Workers inspect capacitors on Century.Image Credits:Zap Energy
The demonstration device stands about a story and a half tall, and the reaction chamber inside is the size of a domestic water heater. Altogether, the key components occupy as much space as a double decker bus, and Zap thinks its commercial-scale module, which should produce 50-megawatts of electricity, will occupy a similar footprint.
To remain on track to a commercial power plant, Zap needs to hit three milestones: First, it needs to be able to generate high-voltage pulses frequently and continuously. A few weeks after it was turned on this summer, Century fired 1,080 consecutive pulses. So far, so good.
The next step is to demonstrate the technology for the Department of Energy, running the device for more than two hours by firing at ten second intervals to generate at least 1,000 plasma pulses. Ultimately, to operate as a commercial power plant, Zap’s reactor will need to spark 10 pulses per second for months on end.
Work continues on Zap Energy’s Century prototype.Image Credits:Zap Energy
After Century completes the demonstration for the Department of Energy, the team will surround the reaction chamber with liquid bismuth. The molten metal will protect other parts of the device while absorbing heat that, in a commercial implementation, can be used to generate electricity.
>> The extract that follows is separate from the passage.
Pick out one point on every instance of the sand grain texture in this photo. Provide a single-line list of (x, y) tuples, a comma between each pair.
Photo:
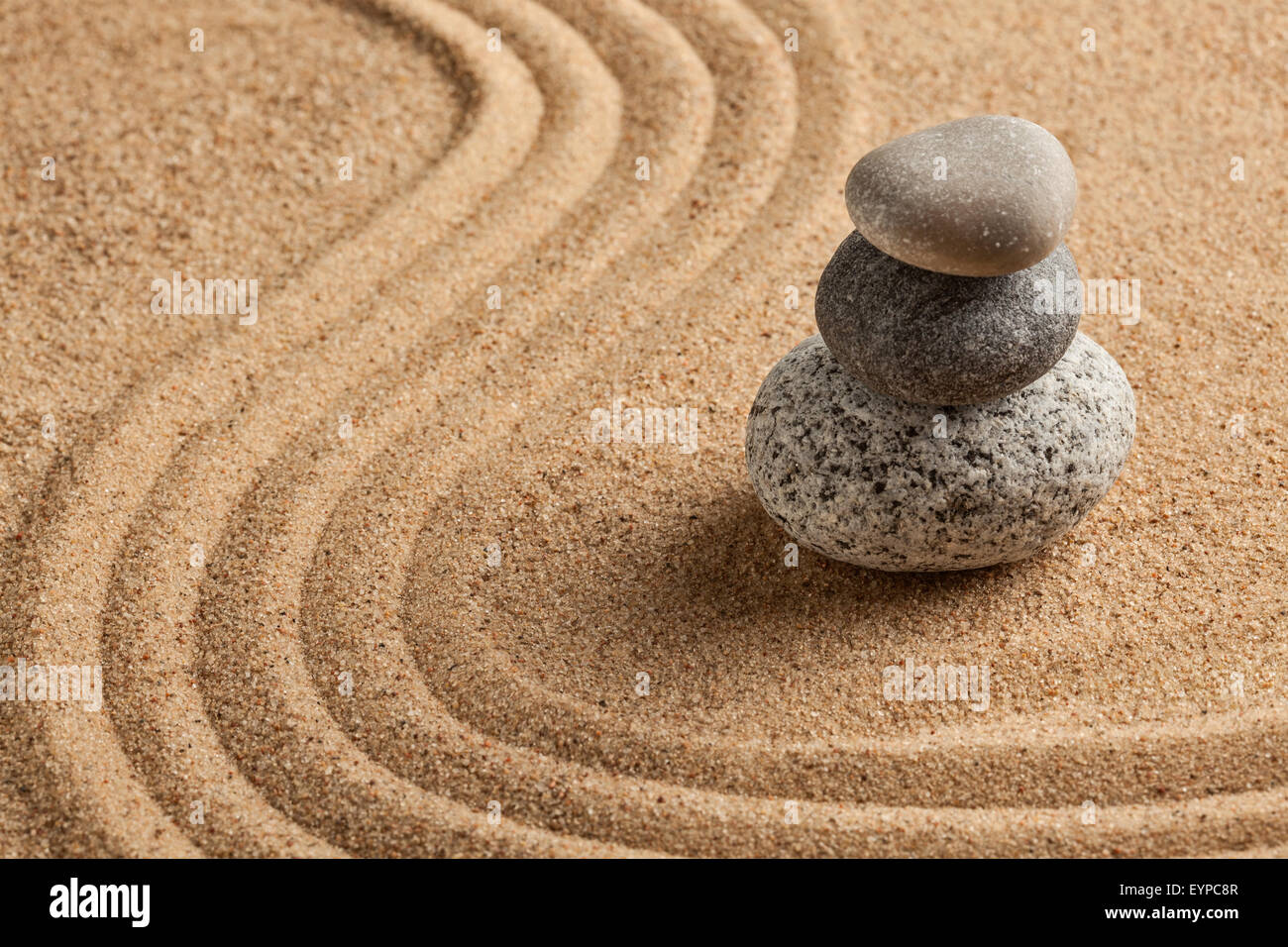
[(475, 681)]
Century will be able to hold over one metric ton of the liquid metal, though when the loop is first installed in November, it’ll start with 70 kg.
Lastly, the company needs to ensure that its electrodes, the parts that generate the electric pulses, can withstand the heat and particles unleashed by each fusion reaction. Those parts won’t last forever; all commercial power plants have to undergo maintenance at some point. The question is usually how frequently and for how long. Zap needs to ensure its most vulnerable parts can last long enough to make financial sense for power producers.
By next year, the company will increase the amount of electricity that’s delivered to the reaction chamber until it hits 100 kilowatts. Along the way, Conway expects the company will revamp the Century bit by bit. “Even though Century is one platform, one name, within it are multiple generations,” he said. “We iterate within the iterations.”
If Century works as planned, “my hope would be that we’re building a demo well in this decade,” Conway said. And if that goes well, commercial power plants should follow in the early 2030s.
A view of Century (right) and its power cabinets (left).Image Credits:Zap Energy
That’s a lot of “ifs,” something Conway acknowledges. “I’m convinced that when we cut the ribbon on our first power plant and we think about the hardest problems we’ve had to solve in the last five years, my guess is plasma physics and gain is on the list. But I bet there’s a lot of other stuff on the list as well.”
That “other stuff” might be what makes or breaks commercial fusion power.
“Fusion needs to compete with other ways of making electricity and heat. If fusion power plants cost a lot more than other ways of making electricity, there’s not going to be many of them. There may be one that we take our kids to and show on a school field trip, and that’s it,” Conway said. “The economics of these things is going to really matter.”